We are handling just 4 cases:

  • Generic exceptions
  • DomainBusinessExceptions (Base class for all business related exceptions)
  • Spring validations with @Valid annotation
  • ConstraintViolationExceptions for hibernate validations (there is a overlap with MethodArgumentNotValid)

In all cases we do return an ApiError which is

    @Data // lombok annotation
    class ApiError implements Serializable {

      private Integer statusCode;
      private String error;
      private List<String> messages;

      private ApiError(Integer statusCode, String error, String message) {
        this(statusCode, error,
            Objects.nonNull(message) ? Collections.singletonList(message) : Collections.emptyList());
      }

      private ApiError(Integer statusCode, String error, List<String> messages) {
        this.statusCode = statusCode;
        this.error = error;
        this.messages = messages;
      }

      public ApiError() {
        this.messages = Collections.emptyList();
      }

      public static ApiError fromException(HttpStatus httpStatus, Exception exception) {
        return fromException(httpStatus, exception, httpStatus.getReasonPhrase());
      }

      public static ApiError fromException(HttpStatus httpStatus, Exception exception,
          String errorIdentifier) {
        return new ApiError(httpStatus.value(), errorIdentifier, exception.getMessage());
      }

      public static ApiError fromMessage(HttpStatus httpStatus, String message) {
        return new ApiError(httpStatus.value(), httpStatus.getReasonPhrase(), message);
      }

      public static ApiError fromMessage(HttpStatus httpStatus, List<String> message) {
        return new ApiError(httpStatus.value(), httpStatus.getReasonPhrase(), message);
      }

Non spring, or CDI projects.

The same technique can be used on CDI. Check the project Apache DeltaSpike

Conclusion

I hope this post help you in build more robust, cleaner, and easier code.

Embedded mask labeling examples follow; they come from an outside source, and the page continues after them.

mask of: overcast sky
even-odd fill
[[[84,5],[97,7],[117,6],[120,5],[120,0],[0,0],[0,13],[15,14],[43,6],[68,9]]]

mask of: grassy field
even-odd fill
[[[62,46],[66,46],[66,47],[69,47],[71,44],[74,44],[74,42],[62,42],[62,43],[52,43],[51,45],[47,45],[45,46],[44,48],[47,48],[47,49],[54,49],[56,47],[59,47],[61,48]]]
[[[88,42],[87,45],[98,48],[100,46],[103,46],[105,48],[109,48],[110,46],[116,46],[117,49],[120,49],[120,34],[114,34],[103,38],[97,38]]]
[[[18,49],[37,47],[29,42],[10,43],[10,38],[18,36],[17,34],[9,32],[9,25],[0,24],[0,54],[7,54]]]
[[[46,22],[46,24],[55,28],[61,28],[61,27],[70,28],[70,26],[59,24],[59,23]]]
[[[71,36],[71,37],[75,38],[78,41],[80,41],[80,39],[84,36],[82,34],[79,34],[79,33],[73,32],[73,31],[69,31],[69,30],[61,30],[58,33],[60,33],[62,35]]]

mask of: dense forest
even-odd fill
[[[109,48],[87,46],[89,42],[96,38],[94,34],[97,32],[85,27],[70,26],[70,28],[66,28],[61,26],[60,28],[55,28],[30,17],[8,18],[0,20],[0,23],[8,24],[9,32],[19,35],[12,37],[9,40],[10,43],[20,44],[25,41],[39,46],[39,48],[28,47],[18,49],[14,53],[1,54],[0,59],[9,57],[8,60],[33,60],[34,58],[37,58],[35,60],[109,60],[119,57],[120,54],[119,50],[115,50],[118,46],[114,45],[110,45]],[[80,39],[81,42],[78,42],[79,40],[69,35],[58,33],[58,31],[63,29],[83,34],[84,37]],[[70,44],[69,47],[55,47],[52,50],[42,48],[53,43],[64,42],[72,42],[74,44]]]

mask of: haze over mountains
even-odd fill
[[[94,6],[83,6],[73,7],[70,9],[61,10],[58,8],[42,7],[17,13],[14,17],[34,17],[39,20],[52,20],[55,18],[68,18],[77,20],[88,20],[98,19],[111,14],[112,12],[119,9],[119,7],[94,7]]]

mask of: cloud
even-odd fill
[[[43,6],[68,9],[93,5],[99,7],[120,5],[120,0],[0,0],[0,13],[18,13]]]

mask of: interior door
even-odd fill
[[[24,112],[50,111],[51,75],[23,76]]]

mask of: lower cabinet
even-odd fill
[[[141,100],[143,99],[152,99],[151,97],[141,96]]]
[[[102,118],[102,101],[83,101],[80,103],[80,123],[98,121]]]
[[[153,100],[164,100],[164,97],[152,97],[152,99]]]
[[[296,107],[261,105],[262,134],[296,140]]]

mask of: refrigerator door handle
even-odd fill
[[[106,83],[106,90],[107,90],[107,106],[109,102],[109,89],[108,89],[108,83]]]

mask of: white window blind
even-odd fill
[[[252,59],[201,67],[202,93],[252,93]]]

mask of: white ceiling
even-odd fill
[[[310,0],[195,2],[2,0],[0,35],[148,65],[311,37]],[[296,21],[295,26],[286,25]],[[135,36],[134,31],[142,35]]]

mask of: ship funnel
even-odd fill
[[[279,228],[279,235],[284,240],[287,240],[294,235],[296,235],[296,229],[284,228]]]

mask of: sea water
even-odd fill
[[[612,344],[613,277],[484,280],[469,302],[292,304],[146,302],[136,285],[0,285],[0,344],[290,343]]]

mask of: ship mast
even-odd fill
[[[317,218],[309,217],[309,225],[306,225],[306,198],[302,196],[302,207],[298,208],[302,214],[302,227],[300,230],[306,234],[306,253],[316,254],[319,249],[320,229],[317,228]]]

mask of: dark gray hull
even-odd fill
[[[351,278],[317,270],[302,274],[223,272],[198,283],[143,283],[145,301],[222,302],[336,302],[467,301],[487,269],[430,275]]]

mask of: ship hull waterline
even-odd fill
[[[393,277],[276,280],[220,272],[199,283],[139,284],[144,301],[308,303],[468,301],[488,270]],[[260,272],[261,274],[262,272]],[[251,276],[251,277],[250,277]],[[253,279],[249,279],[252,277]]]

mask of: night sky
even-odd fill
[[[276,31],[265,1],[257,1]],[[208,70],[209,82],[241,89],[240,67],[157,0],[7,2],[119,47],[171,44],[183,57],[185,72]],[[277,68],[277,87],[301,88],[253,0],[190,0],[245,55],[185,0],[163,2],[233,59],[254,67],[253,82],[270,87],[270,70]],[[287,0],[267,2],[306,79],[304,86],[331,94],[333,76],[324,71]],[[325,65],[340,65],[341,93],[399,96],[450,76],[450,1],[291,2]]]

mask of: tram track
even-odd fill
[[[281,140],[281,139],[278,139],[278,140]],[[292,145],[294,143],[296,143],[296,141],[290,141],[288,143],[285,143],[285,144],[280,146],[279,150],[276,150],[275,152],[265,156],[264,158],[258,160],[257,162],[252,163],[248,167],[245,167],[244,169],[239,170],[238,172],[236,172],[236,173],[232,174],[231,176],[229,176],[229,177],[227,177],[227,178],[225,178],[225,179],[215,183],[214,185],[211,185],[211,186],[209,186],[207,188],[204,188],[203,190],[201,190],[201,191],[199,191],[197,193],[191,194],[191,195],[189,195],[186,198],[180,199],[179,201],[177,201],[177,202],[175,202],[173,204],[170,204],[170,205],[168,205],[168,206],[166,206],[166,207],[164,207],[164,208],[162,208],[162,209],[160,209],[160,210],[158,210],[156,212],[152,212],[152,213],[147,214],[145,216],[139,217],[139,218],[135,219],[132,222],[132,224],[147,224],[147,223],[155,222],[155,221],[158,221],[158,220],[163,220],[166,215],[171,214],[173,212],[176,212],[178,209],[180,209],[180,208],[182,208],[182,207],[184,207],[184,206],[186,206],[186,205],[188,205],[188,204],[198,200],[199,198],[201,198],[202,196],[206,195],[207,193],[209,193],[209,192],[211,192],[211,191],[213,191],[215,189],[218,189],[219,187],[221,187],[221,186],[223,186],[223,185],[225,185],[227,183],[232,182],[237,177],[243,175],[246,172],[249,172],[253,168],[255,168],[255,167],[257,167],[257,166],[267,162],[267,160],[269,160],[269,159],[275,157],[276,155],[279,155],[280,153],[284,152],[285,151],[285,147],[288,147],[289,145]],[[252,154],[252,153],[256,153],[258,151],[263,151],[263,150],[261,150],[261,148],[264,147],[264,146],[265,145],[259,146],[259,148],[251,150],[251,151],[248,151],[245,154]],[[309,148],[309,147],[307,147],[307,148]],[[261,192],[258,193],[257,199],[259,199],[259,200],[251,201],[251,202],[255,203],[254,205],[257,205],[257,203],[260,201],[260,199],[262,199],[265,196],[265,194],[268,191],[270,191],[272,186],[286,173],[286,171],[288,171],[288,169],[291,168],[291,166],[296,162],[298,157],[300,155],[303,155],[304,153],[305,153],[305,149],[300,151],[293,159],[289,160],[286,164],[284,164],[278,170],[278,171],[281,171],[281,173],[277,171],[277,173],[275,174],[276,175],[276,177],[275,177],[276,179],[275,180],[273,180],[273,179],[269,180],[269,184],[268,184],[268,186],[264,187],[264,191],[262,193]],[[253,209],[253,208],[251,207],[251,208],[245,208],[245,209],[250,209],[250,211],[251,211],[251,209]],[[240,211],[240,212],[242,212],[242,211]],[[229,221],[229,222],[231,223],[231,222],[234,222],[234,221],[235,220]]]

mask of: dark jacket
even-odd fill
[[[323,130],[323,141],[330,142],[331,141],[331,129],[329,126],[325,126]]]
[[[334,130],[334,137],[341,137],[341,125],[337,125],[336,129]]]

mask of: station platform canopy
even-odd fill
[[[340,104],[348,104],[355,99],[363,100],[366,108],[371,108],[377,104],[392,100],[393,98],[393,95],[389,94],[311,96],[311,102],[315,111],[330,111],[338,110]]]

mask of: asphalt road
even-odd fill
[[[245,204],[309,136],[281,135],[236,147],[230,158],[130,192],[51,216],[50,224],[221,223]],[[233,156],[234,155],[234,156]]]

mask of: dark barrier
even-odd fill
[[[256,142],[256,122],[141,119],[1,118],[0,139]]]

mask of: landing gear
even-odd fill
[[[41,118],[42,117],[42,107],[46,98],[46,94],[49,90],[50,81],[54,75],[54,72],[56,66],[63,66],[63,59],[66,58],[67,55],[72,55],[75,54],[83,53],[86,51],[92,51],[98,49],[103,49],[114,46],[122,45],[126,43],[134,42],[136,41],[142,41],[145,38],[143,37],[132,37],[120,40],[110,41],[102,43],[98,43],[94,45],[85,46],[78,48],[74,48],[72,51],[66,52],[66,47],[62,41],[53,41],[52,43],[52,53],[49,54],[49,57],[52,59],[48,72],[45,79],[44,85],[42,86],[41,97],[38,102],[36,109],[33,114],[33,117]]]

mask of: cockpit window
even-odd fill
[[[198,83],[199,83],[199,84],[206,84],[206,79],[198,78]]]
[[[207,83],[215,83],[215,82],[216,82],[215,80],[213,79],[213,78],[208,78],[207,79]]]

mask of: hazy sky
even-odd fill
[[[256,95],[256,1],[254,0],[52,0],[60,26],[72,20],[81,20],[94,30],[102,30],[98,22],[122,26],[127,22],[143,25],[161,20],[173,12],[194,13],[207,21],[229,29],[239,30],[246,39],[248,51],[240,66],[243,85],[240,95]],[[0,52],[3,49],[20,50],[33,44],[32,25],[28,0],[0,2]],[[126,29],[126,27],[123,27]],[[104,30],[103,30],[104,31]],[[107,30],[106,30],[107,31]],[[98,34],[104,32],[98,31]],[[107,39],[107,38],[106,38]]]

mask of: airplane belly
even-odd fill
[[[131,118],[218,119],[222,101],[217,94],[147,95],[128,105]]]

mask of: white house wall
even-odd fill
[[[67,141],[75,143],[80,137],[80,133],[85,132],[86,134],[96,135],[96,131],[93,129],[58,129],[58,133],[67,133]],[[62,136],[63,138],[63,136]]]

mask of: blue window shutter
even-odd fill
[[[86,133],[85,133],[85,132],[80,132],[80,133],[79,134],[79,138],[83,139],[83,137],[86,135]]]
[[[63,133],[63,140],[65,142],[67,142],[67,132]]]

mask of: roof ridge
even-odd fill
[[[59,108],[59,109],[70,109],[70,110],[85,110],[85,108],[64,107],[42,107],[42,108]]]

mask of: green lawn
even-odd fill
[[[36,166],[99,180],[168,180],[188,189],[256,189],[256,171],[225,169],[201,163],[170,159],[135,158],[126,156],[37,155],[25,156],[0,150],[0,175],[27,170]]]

The same thing can be delivered on other platforms, just check if you framework can help, it usually do.

For the frontend is a little different. I plan to add a blog post about how to handle this on Angular projects. The idea is the same.

The combination of REST, frontend and backend exception handling as the one we saw in this post, is powerful.

Is on my todo extract this in a plug and play library for spring and publish on maven central :-). I did that, but is closed sourced in some company repository.